Faculty Publication: Associate Professor of East Asian Studies Shiamin Kwa
Chapter on "Surface" in The Oxford Encyclopedia of Literary Theory
Author: Shiamin Kwa
Source: The Oxford Encyclopedia of Literary Theory, published by Oxford University Press and edited by John Frow, May 2022
Type of Publication: Chapter in a book
Description: The Oxford Encyclopedia of Literary Theory includes "180 full-length essays written by international experts discuss the theoretical categories and formal structures; the institutions that support the production, dissemination, interpretation, and valuation of literary texts; the identities of the real and textual persons who interact in the study of texts; and the systematic methodologies of literary interpretation and understanding."

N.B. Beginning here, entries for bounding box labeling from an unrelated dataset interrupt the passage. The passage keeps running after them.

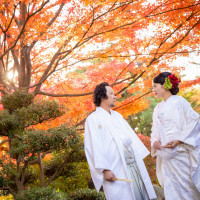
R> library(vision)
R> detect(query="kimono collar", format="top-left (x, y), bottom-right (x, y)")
top-left (96, 106), bottom-right (114, 116)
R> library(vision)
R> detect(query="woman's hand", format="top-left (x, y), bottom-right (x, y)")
top-left (153, 141), bottom-right (161, 150)
top-left (165, 140), bottom-right (183, 149)
top-left (103, 170), bottom-right (116, 182)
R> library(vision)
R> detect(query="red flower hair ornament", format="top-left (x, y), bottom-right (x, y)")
top-left (164, 74), bottom-right (181, 90)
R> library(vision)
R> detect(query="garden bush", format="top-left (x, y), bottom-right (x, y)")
top-left (16, 187), bottom-right (67, 200)
top-left (68, 189), bottom-right (106, 200)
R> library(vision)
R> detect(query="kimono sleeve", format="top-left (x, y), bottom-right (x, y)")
top-left (84, 116), bottom-right (110, 191)
top-left (116, 112), bottom-right (149, 159)
top-left (178, 98), bottom-right (200, 147)
top-left (151, 105), bottom-right (160, 157)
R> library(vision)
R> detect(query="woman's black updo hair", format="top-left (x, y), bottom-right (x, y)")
top-left (93, 82), bottom-right (109, 106)
top-left (153, 72), bottom-right (179, 95)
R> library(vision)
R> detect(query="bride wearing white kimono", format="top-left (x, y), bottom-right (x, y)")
top-left (151, 72), bottom-right (200, 200)
top-left (84, 83), bottom-right (156, 200)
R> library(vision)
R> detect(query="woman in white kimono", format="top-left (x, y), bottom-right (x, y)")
top-left (151, 72), bottom-right (200, 200)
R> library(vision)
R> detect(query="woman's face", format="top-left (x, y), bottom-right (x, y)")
top-left (153, 83), bottom-right (166, 98)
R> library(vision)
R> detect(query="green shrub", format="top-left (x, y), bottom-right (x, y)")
top-left (16, 187), bottom-right (67, 200)
top-left (68, 189), bottom-right (106, 200)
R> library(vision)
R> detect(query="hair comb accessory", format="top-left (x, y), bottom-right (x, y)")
top-left (164, 74), bottom-right (181, 90)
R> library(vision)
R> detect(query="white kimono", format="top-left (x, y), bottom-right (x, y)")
top-left (85, 107), bottom-right (156, 200)
top-left (151, 95), bottom-right (200, 200)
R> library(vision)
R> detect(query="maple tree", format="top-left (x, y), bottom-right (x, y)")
top-left (0, 0), bottom-right (200, 198)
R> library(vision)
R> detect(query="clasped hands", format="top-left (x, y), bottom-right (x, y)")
top-left (153, 140), bottom-right (183, 150)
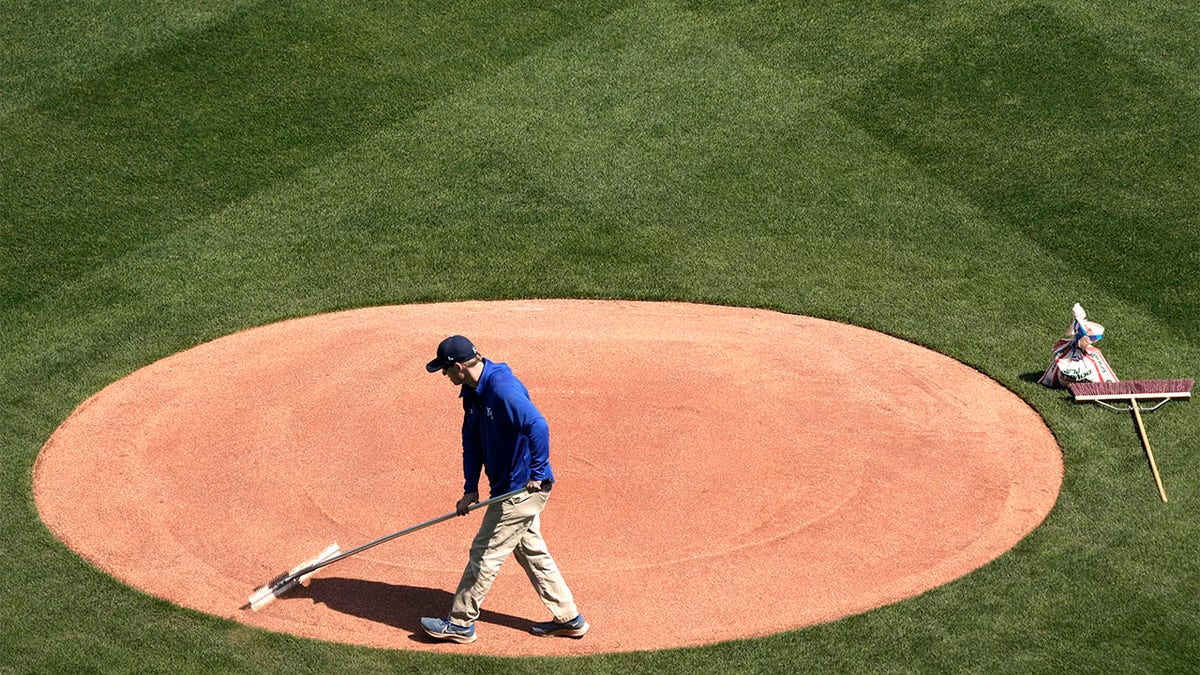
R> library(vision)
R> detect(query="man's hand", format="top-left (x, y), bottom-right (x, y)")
top-left (454, 492), bottom-right (479, 515)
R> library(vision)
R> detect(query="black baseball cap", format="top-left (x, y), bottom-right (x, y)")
top-left (425, 335), bottom-right (479, 372)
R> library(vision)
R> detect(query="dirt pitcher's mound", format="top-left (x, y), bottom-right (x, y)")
top-left (35, 300), bottom-right (1062, 655)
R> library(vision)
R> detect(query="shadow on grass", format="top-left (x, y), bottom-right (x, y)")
top-left (287, 577), bottom-right (532, 643)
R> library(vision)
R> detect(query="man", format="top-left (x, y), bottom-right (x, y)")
top-left (421, 335), bottom-right (589, 643)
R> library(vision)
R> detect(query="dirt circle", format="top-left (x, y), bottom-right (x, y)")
top-left (35, 300), bottom-right (1063, 656)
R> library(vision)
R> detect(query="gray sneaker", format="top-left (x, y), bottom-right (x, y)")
top-left (532, 614), bottom-right (592, 638)
top-left (421, 617), bottom-right (475, 644)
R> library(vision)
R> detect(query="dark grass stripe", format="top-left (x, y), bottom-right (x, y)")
top-left (844, 6), bottom-right (1200, 334)
top-left (0, 1), bottom-right (633, 307)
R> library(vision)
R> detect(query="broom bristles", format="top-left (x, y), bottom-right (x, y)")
top-left (1067, 380), bottom-right (1193, 401)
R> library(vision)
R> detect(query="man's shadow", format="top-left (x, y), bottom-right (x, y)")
top-left (281, 577), bottom-right (532, 643)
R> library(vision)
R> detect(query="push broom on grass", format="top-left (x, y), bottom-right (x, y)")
top-left (1067, 380), bottom-right (1192, 502)
top-left (250, 488), bottom-right (527, 611)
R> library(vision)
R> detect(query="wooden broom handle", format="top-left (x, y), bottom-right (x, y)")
top-left (1129, 399), bottom-right (1166, 502)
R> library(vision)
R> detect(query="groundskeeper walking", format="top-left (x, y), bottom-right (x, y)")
top-left (421, 335), bottom-right (589, 643)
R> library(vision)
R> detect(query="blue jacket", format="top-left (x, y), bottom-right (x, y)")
top-left (460, 359), bottom-right (554, 497)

Shiamin Kwa is co-chair and associate professor of East Asian languages and cultures and co-director of comparative literature. Kwa's chapter, in Part I "Formal Concepts" is on "Surface":
Thinking about surface and its historiography in the early 21st century is a way of thinking about ways of seeing in the world, and how people define themselves in relation to the things around them. From literary texts to the decorative arts, from graphic narratives to digital stories, and from film to the textile arts, the ways of reading those texts frequently raise questions about interactions with surfaces. Theories of surface have been engaged in many ways since their invocation by French theorists in the final decades of the twentieth century. They have a steady but by no means identical presence in the field of visual studies, history of architecture, and film studies; they have found an application in discussions of race and identity; they have enjoyed an early 21st century turn in the spotlight under the auspices of a broadly defined call for a “surface reading.” This critical move defines surface as worthy of scrutiny in its own right, rather than as something that needs to be “seen through,” and makes its most profound claims less by reactivating attention to reading surfaces, which arguably has been done all along, but by a shifting away from a model of interpretation that makes claims for authoritative symptomatic readings by an all-knowing interpreter.